Single nucleotide polymorphisms (SNP) data were obtained by whole genome sequencing of the 262 Medicago accessions from the M. truncatula Hapmap project9. From the 6 million SNPs originally identified in Medicago genome version 4, 4,852,061 SNPs were successfully mapped to the fifth version of the Medicago genome (Mtv55) and were used for subsequent analyses. The population structure and the kinship matrix used in this study were the same as previously described in Bonhomme et al.58 and le Signor et al.7, respectively. Two models were used to perform GWAS: (1) a classical single locus method using a mixed linear model called EMMA (Efficient Mixed-Model Association15 with the kindship matrix and the population structure as inputs; (2) a multi-locus model called FarmCPU (Fixed and random model Circulating Probability Unification16) with correction of the population structure, both with a statistical test p-value threshold of 1%. The Manhattan and quantile–quantile (QQ) plots were plotted using the R package rMVP (https://github.com/xiaolei-lab/rMVP). PostGWAS analysis was performed to correct for the linkage disequilibrium (LD) using PLINK algorithm22 with the “clump” function and the following options: clumb-kb-radius of 15, which represents the genomic range (in kilobases) to identify SNP in LD and clump-r2 of 0.7, which represents the r-squared threshold to identify correlation between SNPs. All GWAS result files were transformed into gwas files (Supplementary Tables S2 to S5) readable in web-application JBrowse17 containing the M. truncatula genome version 5 such as https://Medicago.toulouse.inra.fr/MtrunA17r5.0-ANR/ or in personal desktop genome viewer such as the freely available Integrative Genome Viewer (IGV18, http://software.broadinstitute.org/software/igv/).

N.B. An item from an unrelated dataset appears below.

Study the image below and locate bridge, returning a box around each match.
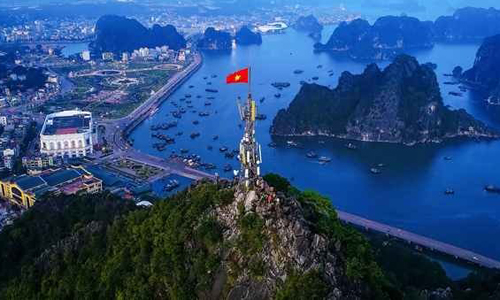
[337,210,500,269]
[97,53,216,180]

Over-representation analyses (ORA) of candidate genes were performed using ClusterProfiler package available in R using hypergeometrical test (p-values) with a Bonferroni correction (q-values)59.

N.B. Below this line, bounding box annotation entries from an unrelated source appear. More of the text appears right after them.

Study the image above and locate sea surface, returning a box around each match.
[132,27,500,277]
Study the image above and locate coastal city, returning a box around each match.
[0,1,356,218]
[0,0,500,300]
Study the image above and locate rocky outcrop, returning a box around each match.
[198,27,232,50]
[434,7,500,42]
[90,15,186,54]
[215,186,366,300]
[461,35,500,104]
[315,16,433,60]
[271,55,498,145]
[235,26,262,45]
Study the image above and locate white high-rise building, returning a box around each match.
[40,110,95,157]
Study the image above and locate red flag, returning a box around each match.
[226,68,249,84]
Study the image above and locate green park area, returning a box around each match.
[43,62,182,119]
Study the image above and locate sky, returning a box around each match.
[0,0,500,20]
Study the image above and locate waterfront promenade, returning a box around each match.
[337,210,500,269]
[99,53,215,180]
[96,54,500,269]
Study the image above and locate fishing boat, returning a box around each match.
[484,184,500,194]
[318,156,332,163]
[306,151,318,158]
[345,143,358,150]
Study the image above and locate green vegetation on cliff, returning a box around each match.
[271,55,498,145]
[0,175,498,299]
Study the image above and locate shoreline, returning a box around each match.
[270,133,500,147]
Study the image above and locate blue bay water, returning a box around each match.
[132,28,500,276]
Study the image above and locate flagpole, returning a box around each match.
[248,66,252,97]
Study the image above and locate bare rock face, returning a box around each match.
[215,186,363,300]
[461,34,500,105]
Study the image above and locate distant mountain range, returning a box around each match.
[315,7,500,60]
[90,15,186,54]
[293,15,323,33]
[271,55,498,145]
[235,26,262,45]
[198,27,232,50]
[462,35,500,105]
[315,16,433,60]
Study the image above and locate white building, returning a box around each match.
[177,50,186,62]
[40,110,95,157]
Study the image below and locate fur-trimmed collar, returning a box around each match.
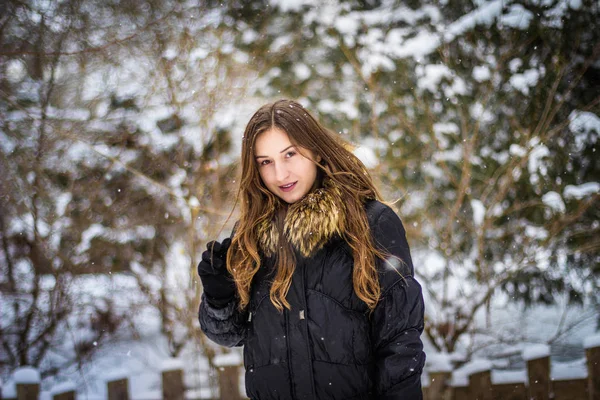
[257,179,346,257]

RNA-seq analysis in major plant organs

Expression of Medicago transcripts in major plant organs was determined from existing experiments. Sequenced short reads (i.e. raw fastq files) were downloaded from the Sequencing Read Archive (SRA, https://www.ncbi.nlm.nih.gov/sra) from different experiments and different Medicago plant organs: nodule (SRX099057), seed pod (including seeds, SRX099058), 4-week blade (SRX099059), flower (SRX099061), 4-week root (SRX099062), all root system (SRX2943065, SRX2943064, SRX2943063) and all shoot system (SRX2943062, SRX2943058). Raw read files were mapped against the Medicago transcriptome version 5 (https://Medicago.toulouse.inra.fr/MtrunA17r5.0-ANR/) and quantified as counts using Salmon algorithm25. Counts were normalized to corresponding library sizes (equivalent to count per million, CPM) then length of transcripts (Transcript per million, TPM) and displayed as TPM in our study.